Fray Jorge, un franciscano mexicano que nació para la pintura en la Custodia de Tierra Santa

Dos estilos para una misma escena, el Descendimiento. Arriba, Caravaggio, en torno a 1602-1604. Abajo, Botticelli, un siglo antes, en torno a 1495.

La Custodia de Tierra Santa, en su misión de vivificar los Sagrados Lugares, mantiene activa la producción de arte religioso a través de voluntarios y de los mismos frailes franciscanos. Se trata de embellecer la liturgia y los templos con obras nuevas (pintadas o talladas, y de materiales muy diversos) que incorporen el espíritu de sus nuevos creadores a las tradiciones características de Tierra Santa.

Uno de estos creadores es el religioso mexicano Jorge Barba, que trabaja cotidianamente en el Taller de Restauración de la Custodia. Se encontraba en su país estudiando filosofía para prepararse a ser sacerdote, cuando sus superiores le enviaron a Jerusalén aprovechando una beca de la Custodia, tras un año en Italia estudiando italiano, el idioma oficial de los franciscanos en Tierra Santa. Llegó en 2014 y decidió «engancharse» a lo que había sido su sueño antes incluso de empezar su camino al sacerdocio.

Su consagración al arte comenzó en este nuevo destino: «Un día, mientras estudiaba en San Salvatore, los frailes de la Custodia necesitaban pintar una imagen del Cordero. Uno de los hermanos me nombró porque sabía que era capaz de hacerlo, así que tímidamente hice mi primer trabajo, respondiendo a la llamada de los hermanos. El cordero fue muy querido y como agradecimiento en 2017 la Custodia me envió a Florencia para un curso de dos meses, para mejorar mi don», explica al Terra Sancta Museum.

«En Florencia fueron días de pura gracia, donde descubrí que la espiritualidad y las emociones, los sentimientos pueden encontrar una forma de expresión en el arte», añade.

En el momento de realizarse la entrevista, fray Jorge se encontraba trabajando en dos tablas con San Francisco y Santa Clara como protagonistas. Ésta es su técnica: «Es un proceso largo.
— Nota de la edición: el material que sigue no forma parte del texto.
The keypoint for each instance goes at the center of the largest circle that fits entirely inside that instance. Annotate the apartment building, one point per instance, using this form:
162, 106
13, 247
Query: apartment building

Para las tablas primero pongo la cola de conejo para conservar la madera, y luego el lienzo que preparo con manos de yeso. Tengo que dar varias pasadas porque hay que crear una superficie que te permita pintar uniformemente pero que te permita también vislumbrar la textura del lienzo. Después del yeso procedo con el dibujo preparatorio, para entender el conjunto, y pongo el color rojo como base. El rojo ayuda a sacar el oro que voy a aplicar en él. De hecho, todo el fondo, así como el tabernáculo de Clara, será de pan de oro, pero lo pondré al final porque es muy delicado y pierde su brillo muy fácilmente. Luego creo los atributos de los santos con más capas de yeso, para resaltarlos como en los retablos de la Edad Media y principios del Renacimiento, y después procedo a pintar las figuras con veladuras de pintura al óleo».

Dos estilos para una misma escena, el Descendimiento. Arriba, Caravaggio, en torno a 1602-1604. Abajo, Botticelli, un siglo antes, en torno a 1495.

El padre Barba es un admirador de Botticelli y Caravaggio, a pesar sus diferencias en la composición: «Son muy diferentes, pero se complementan entre sí. Caravaggio tomó e hizo la luz más brillante en la oscuridad, mientras que Botticelli es pura luz, porque con su técnica se vio obligado a trabajar primero en la luz, de lo contrario habría sido imposible corregirla porque el temple no lo permite. Con el óleo, por otro lado, Caravaggio podía hacer que la luz emergiera de la oscuridad. Me encanta porque, incluso en un sentido teológico, este proceso es hermoso: a pesar de las sombras de nuestras vidas, sé que hay luces que pueden surgir siempre, más fuertes y más hermosas».